September Membership Spotlight – Dominican University
Not only was Natalie Sanchez a Tyson Foods Summer Community Intern at the Erie Neighborhood House, and a 2018 Civic Newman Fellow, but she also is an intern for Civic Learning at Dominican University. We met with her last week to learn about her position and civic learning at Dominican.
As an intern in the Civic Learning Office Natalie works with students to find community organizations that fulfill their community based learning class requirements. Dominican offers students anywhere between ten to twenty five community based learning courses a semester. It is Natalie’s job to make sure students in these courses have the correct paper work, and she helps them schedule their time at community organizations.
Natalie offers an important insight, being a student in the office. She understands where students are coming from when they express stress trying to schedule time for CBL courses. She has also seen first hand all that students get out of these courses because she has taken them herself. This gives her a unique ability to address issues that students have. She also uses her role to share how important and rewarding the courses have been to her and could be to other students.
Community based learning courses vary at Dominican, but all are similar in the way that students connect what they are learning in class to the work of a community organization that they serve. Natalie, a Senior Sociology major, described a CBL course she took as Sophomore.
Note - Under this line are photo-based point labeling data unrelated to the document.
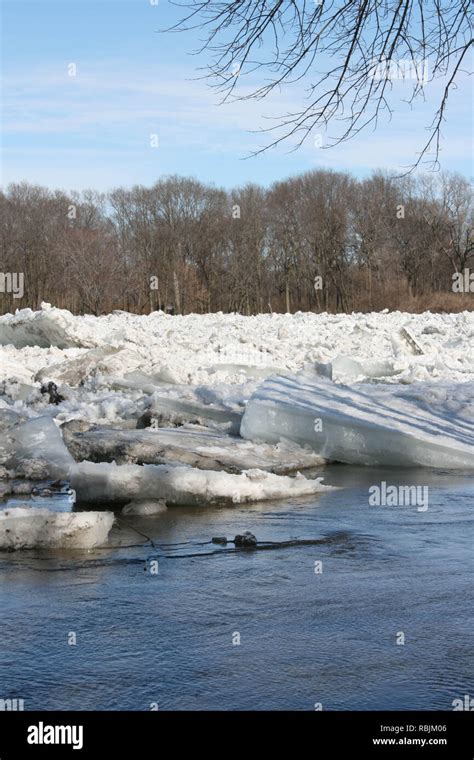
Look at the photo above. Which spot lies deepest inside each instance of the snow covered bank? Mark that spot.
(31, 528)
(426, 424)
(229, 348)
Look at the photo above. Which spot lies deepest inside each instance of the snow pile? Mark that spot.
(425, 424)
(229, 348)
(25, 527)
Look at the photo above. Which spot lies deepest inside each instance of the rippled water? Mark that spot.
(305, 638)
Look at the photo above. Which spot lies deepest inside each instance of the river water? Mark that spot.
(375, 613)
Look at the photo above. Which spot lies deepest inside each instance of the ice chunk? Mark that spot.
(106, 360)
(30, 528)
(426, 424)
(35, 444)
(182, 485)
(150, 507)
(48, 327)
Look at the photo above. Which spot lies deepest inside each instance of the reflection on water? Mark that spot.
(305, 636)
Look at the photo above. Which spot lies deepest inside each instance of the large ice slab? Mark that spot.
(424, 424)
(27, 527)
(110, 484)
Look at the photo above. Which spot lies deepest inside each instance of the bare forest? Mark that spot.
(321, 241)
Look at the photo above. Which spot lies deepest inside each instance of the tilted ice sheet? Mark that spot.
(424, 424)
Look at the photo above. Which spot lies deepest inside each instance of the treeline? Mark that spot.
(321, 241)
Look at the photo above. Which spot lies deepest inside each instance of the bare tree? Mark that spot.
(349, 51)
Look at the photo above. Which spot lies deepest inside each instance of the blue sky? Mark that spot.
(93, 130)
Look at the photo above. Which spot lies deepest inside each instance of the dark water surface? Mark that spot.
(305, 638)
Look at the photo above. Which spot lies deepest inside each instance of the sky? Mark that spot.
(94, 129)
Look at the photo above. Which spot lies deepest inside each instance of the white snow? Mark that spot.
(229, 403)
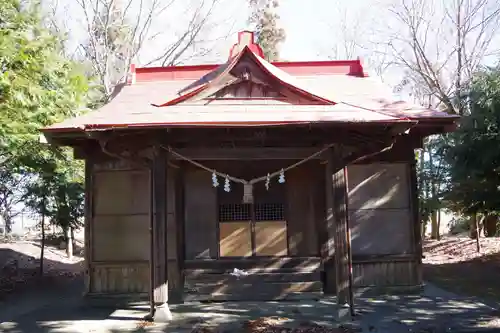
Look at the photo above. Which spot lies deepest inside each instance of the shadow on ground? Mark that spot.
(20, 273)
(477, 277)
(436, 312)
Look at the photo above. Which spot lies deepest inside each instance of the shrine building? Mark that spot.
(250, 180)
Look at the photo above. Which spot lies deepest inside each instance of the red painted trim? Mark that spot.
(182, 97)
(290, 86)
(216, 124)
(298, 68)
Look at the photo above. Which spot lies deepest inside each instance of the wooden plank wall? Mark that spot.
(305, 192)
(119, 227)
(200, 199)
(381, 221)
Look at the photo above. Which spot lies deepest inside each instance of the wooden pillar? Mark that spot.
(328, 240)
(159, 173)
(168, 285)
(339, 226)
(415, 219)
(175, 285)
(88, 222)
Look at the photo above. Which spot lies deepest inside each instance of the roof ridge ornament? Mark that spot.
(246, 38)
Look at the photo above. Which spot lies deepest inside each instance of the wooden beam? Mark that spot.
(265, 153)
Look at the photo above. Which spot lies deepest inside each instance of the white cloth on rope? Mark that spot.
(244, 181)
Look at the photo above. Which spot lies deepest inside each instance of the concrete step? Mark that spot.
(289, 264)
(194, 277)
(264, 291)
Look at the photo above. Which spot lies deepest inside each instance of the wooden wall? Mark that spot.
(305, 191)
(119, 228)
(382, 225)
(200, 199)
(305, 202)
The focus of this course was gender and violence. Through the course she volunteered at St. Joseph Services where she tutored and helped facilitate gym and play times. Natalie said she observed many concepts that she learned in class, such as toxic masculinity, the achievement gap, and more.
Through these community based learning courses not only do students get a chance to learn about concepts in a hands on way, but organizations also receive smart and committed volunteers.
In the Civic Learning office and on their web page, professors can find resources to develop community based learning courses. Professors can organize their class however fits with them and the course work. Natalie said that most CBL courses require that students finish a predetermined number of hours serving at a community organization, and at the end of the course the students either make a presentation or write an essay pertaining to the course’s subject matter and its connection to their service work or organization.
Natalie says that the Civic Learning office is looking to broaden and expand what civic learning looks like at Dominican University. In the next coming months they are excited about provided voter workshops, and voter registration tabling.
When asked how community based learning aligns with Dominican’s mission, Natalie stated this, “Dominican states in their mission that they prepare students to ‘pursue truth, to give compassionate service and to participate in the creation of a more just and humane world.’ I think Civic Learning accomplishes exactly that through our Community Based Learning courses. Students go out into the community to physically witness and experience the truth of what they learn in their class. They give compassionate service to the populations they are working with in the community organizations. They participate in the creation of a more just and humane world by working to make it better through education and experience.”